Asymptotics for the expectation of the standard normal order statistics What is an asymptotics of the expectation of the order statistics of the standard normal distribution 
$$e(r:n) \approx \Phi^{-1}\Big(\frac{r-\alpha}{n-2\alpha+1}\Big)$$
as $n\rightarrow\infty$?
By asymptotics, it is usually understood that the sought-after function is a "simpler" and more "elementary" function, usually either algebraic or transcendental functions like exponential, logarithmic, or trigonometric function, than the one in question. 
It is obvious that an asymptotics of this question has to approach $-\infty$ slower than $-\sqrt{\ln m}$ (here this upper bound is the composite of the "elementary" functions of logarithm and square root) where $m:=\frac{n-2\alpha+1}{r-\alpha}$ as $m\rightarrow\infty$.
 A: For convenience sake, we make everything positive.
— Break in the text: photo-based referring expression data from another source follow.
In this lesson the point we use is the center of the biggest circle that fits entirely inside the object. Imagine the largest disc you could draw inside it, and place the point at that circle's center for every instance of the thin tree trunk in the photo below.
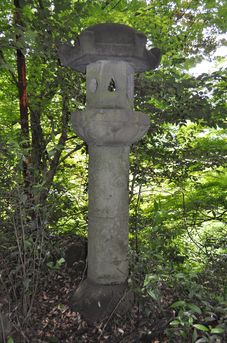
(23, 98)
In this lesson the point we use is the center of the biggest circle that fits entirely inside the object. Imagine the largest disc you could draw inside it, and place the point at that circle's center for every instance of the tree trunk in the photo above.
(23, 98)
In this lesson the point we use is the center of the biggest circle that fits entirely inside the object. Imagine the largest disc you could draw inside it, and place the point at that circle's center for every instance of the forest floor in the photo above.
(52, 321)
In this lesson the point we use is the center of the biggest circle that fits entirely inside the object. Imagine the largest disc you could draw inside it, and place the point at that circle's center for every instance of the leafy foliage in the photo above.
(178, 172)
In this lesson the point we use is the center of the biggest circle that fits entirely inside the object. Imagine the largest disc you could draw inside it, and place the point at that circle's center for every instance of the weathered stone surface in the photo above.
(110, 54)
(96, 302)
(108, 214)
(110, 127)
(115, 42)
(110, 85)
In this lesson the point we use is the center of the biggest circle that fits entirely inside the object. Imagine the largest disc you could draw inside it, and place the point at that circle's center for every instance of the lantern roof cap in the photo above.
(109, 41)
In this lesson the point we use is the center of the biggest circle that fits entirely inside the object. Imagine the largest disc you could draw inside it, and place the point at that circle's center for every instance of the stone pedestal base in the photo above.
(96, 302)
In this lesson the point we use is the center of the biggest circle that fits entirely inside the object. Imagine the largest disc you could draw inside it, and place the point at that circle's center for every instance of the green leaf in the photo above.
(194, 308)
(152, 294)
(201, 327)
(202, 340)
(217, 330)
(179, 303)
(174, 323)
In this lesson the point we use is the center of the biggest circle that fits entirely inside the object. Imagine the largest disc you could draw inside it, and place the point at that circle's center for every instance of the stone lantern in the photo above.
(109, 54)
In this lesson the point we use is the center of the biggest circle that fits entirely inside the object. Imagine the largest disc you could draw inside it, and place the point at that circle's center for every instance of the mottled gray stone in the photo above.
(110, 42)
(110, 54)
(108, 214)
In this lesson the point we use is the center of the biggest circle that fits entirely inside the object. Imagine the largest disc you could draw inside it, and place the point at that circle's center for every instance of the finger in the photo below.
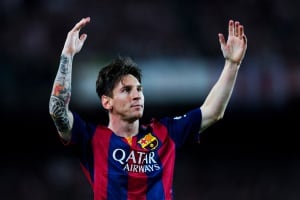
(81, 23)
(236, 28)
(83, 37)
(231, 28)
(241, 31)
(221, 39)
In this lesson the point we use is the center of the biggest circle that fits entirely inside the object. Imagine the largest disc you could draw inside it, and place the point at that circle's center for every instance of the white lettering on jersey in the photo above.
(136, 161)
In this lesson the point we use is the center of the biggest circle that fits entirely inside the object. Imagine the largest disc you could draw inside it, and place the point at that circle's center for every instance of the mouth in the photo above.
(137, 106)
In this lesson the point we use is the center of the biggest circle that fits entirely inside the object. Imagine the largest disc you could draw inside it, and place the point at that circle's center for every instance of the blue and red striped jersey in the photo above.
(140, 167)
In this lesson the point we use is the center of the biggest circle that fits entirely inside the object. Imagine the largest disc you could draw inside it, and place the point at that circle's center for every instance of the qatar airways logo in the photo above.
(136, 161)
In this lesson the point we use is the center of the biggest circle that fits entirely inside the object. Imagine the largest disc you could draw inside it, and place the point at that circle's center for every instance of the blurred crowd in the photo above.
(32, 36)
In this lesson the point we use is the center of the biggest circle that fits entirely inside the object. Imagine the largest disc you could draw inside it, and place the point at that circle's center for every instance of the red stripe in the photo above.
(167, 155)
(100, 145)
(137, 182)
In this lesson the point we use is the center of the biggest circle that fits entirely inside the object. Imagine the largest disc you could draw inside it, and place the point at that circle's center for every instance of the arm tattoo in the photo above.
(59, 114)
(61, 94)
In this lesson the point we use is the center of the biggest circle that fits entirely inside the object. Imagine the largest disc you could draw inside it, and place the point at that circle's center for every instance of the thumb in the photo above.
(83, 37)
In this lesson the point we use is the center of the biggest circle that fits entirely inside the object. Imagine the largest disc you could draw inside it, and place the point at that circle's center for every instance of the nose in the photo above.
(137, 94)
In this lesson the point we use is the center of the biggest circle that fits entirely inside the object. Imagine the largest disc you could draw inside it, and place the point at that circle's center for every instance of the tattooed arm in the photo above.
(61, 92)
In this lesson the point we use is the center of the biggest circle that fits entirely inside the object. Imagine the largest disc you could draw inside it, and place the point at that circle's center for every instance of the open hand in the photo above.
(234, 48)
(74, 43)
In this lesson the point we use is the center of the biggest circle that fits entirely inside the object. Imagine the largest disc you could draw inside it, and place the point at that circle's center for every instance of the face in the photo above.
(128, 99)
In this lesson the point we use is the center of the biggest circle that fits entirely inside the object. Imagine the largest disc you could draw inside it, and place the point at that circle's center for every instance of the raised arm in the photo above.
(61, 91)
(233, 50)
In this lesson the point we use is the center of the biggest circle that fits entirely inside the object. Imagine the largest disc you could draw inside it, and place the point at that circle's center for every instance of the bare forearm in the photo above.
(60, 96)
(221, 92)
(217, 100)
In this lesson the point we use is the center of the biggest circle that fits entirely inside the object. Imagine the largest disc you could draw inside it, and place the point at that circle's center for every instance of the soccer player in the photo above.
(124, 159)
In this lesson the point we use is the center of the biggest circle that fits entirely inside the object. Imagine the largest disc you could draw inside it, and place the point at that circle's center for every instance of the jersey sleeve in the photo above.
(82, 131)
(184, 127)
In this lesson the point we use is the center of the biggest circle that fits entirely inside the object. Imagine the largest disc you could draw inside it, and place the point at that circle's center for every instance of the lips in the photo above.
(137, 105)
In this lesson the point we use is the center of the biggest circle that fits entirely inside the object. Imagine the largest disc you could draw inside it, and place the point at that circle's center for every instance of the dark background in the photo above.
(253, 153)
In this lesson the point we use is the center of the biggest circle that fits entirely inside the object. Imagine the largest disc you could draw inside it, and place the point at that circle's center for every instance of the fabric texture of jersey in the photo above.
(137, 168)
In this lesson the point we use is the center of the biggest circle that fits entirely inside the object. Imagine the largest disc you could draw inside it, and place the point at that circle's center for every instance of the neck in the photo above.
(124, 128)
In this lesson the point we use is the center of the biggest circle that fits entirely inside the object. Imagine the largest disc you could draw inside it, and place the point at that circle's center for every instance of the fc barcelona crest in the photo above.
(149, 142)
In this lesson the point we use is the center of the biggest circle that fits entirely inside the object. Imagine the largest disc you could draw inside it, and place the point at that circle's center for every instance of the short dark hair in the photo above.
(112, 73)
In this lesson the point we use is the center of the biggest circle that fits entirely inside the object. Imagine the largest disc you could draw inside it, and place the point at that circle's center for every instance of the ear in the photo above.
(106, 102)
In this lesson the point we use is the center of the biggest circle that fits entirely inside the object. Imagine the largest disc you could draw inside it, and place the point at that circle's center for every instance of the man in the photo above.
(124, 159)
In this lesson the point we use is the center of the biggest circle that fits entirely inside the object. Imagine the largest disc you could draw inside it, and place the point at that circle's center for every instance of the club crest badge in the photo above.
(148, 142)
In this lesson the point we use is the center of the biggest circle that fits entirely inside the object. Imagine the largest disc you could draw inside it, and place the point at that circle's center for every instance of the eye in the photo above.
(140, 88)
(126, 89)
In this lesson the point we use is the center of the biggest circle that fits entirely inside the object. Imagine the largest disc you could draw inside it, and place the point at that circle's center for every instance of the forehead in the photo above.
(128, 80)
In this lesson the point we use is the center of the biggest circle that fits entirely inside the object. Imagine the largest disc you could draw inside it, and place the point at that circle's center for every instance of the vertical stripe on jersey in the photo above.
(100, 145)
(137, 183)
(167, 155)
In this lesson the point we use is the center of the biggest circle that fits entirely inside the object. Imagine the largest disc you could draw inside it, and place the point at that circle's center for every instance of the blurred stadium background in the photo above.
(253, 153)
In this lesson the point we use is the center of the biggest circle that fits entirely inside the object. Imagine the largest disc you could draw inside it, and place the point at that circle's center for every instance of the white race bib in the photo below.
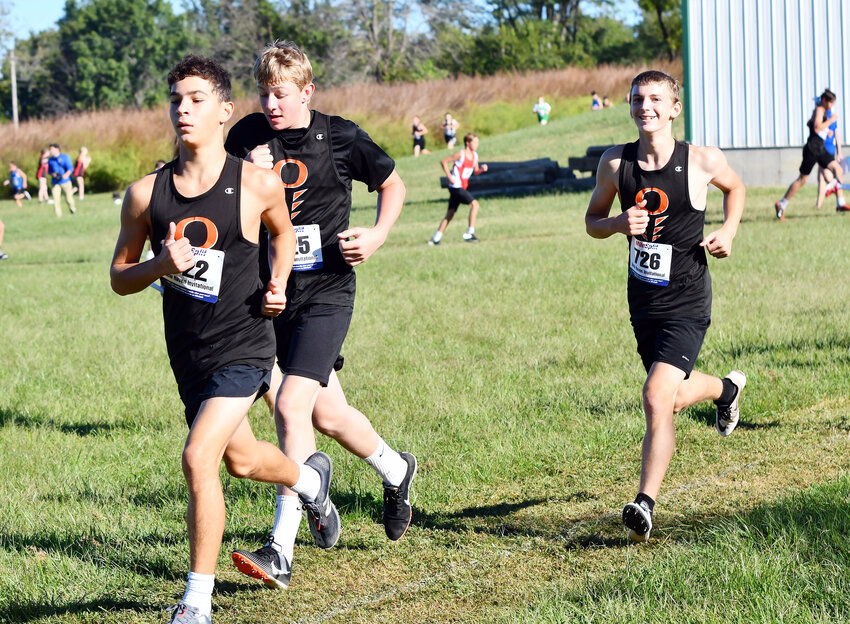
(203, 280)
(650, 262)
(308, 248)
So we look at the $r$'th largest random variable. Instead of $\Phi$ we look at $1-\Phi$
$$1-\Phi(x)=\frac1{\sqrt{2\pi}}\int_x^\infty e^{-\frac{t^2}2}\,dt=e^{-\frac{x^2}2}\frac1x-\int_x^\infty \frac{e^{-\frac{t^2}2}}{t^3}\,d\Big(\frac{t^2}2\Big) \tag1$$
as $x\rightarrow\infty$ by integration by parts.
$$\int_x^\infty \frac{e^{-\frac{t^2}2}}{t^3}\,d\Big(\frac{t^2}2\Big)>\frac{e^{-\frac{x^2}2}}{x^3},$$
so
$$\frac1x\Big(1-\frac1{x^2}\Big)<e^{\frac{x^2}2}(1-\Phi(x))<\frac1x \tag2$$
as $\delta>\frac1{x^2}$ for some small positive $\delta$ and large enough $y$ and thus $x$. We have 
$$\frac1x(1-\delta)<e^{\frac{x^2}2}(1-\Phi(x))<\frac1x \tag3$$
For $\frac1y=1-\Phi(x)$ and large $y$, from Equation (1), we know $x>1$. 
Take logarithm of (3). 
$$\sqrt{2(\ln y-\ln x+\ln(1-\delta))}<x<\sqrt{2(\ln y-\ln x)}<\sqrt{2\ln y}. \tag4$$
Taking logarithm on the inequality to the right of $x$ gives
$$\ln x < \frac12(\ln\ln y+\ln 2)$$
Substitute the above back into the inequality left to $x$ of (4), 
$$\sqrt{2\ln y-\ln\ln y+2\ln\frac{1-\delta}{\sqrt2}}<x<\sqrt{2\ln y}$$
Then substitute the left inequality above back into the right inequality of (4). 
We can continue this alternating substitution of the inequalities ad infinitum.

We can also resort to using the Lambert W function and give a more direct answer.